I’m surprised you didn’t say alpha males with guns – isn’t that also on your list?

But then why haven’t we heard every “good” officer in SLO speak out about the theft of taxpayer money by their chief? Part of being good and deserving of our respect is to stand up and point of when one of their own is doing wrong.

Mike: I respect your opinion on issues concerning law enforcement, mostly because of your experience and of how I have read and heard your opinion on other issues. I too feel that many problems that arise with LEOs is due to a lack of training, as well as a lack of ongoing practice.

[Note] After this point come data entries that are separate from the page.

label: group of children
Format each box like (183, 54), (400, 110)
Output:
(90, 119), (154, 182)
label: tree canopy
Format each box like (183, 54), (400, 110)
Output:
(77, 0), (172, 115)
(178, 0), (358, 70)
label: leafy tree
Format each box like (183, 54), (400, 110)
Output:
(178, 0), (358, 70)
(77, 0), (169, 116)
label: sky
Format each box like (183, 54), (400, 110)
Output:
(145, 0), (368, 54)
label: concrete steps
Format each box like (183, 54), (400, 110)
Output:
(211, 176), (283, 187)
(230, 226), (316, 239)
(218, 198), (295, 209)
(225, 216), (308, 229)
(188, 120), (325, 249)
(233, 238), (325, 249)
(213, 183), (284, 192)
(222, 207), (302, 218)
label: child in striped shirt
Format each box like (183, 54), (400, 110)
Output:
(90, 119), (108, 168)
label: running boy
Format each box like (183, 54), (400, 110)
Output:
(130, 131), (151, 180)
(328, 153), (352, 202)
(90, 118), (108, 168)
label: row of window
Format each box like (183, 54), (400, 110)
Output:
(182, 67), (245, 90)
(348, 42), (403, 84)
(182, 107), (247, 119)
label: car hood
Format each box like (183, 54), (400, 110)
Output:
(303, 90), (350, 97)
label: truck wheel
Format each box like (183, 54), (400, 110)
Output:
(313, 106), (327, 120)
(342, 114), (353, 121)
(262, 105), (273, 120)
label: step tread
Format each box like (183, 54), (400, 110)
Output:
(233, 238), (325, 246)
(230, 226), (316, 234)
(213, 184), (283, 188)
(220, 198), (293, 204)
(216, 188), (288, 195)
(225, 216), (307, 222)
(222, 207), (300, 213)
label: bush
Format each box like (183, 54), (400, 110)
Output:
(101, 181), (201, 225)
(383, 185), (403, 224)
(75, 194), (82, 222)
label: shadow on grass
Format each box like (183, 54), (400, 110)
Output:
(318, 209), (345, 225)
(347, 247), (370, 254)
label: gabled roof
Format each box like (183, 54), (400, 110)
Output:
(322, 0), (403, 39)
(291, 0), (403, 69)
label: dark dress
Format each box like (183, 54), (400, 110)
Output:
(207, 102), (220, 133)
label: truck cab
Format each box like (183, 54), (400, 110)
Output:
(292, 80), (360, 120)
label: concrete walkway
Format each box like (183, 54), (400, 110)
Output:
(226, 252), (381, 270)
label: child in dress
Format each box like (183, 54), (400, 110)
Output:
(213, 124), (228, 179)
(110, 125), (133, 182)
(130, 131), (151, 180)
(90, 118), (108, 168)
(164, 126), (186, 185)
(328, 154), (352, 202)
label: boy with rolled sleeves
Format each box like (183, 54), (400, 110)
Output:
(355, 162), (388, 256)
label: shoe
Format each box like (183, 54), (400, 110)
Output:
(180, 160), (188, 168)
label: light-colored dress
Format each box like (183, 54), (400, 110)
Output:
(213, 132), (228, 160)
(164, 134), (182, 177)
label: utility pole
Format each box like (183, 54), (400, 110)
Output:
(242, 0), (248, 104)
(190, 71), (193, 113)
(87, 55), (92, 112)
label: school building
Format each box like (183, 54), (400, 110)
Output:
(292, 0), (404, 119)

Whether it is training to recognize medical issues or how to properly subdue a suspect so that both the officer and the suspect are not unduly injured, most cases of abuse of authority are, like you mentioned, mostly due to a lack of training.

I also applaud your take on how funds for police work seemingly are misappropriated by people like the Chief of the San Luis Obispo Police Department; spending money on actually training officers in the most complete, most through manner possible would benefit the actual citizens more than the conventions and get-aways that higher-ups are throwing away taxpayer monies on. Looks like there needs to be more over sight, follow through and accountability.

They determined these folks were intoxicated with no credible proof. I would think that if somewone was intoxicated to the point of slurred speech and vomiting that they would smell of alcohol and fail a breathalyzer test. Failure to train. Culture of anti-public cowboys and cowgirls = police state.

It’s time for these idiot cops to start paying the price for being the idiots that they are. Whatever happened to “To Protect and Serve”?

It’s all about the MONEY ! Tickets …for whatever prosecutorial discretion these non-elected judges decide, are the determining factors.

Take away the incentives by putting these NON-servants at risk….loss of job and pension, criminal negligence penalties ( both monetary and incarceration ); and their behavior will change.

How dare you question the police!!! Don’t you know that they are our masters and that we are lowly subjects who most likely are guilty of something and need thrown in jail???

You had better watch that attitude ‘grc’… may get charged with ‘contempt of cop’….

They want our respect, high pay, benefit after benefit, but none of the responsibility for their actions. They do “Protect and Serve”, they just never told us whom they would protect and serve. The retired Mr. Hedges got a little of that protection after his early a.m. accident with no DUI check, just the normal special treatment.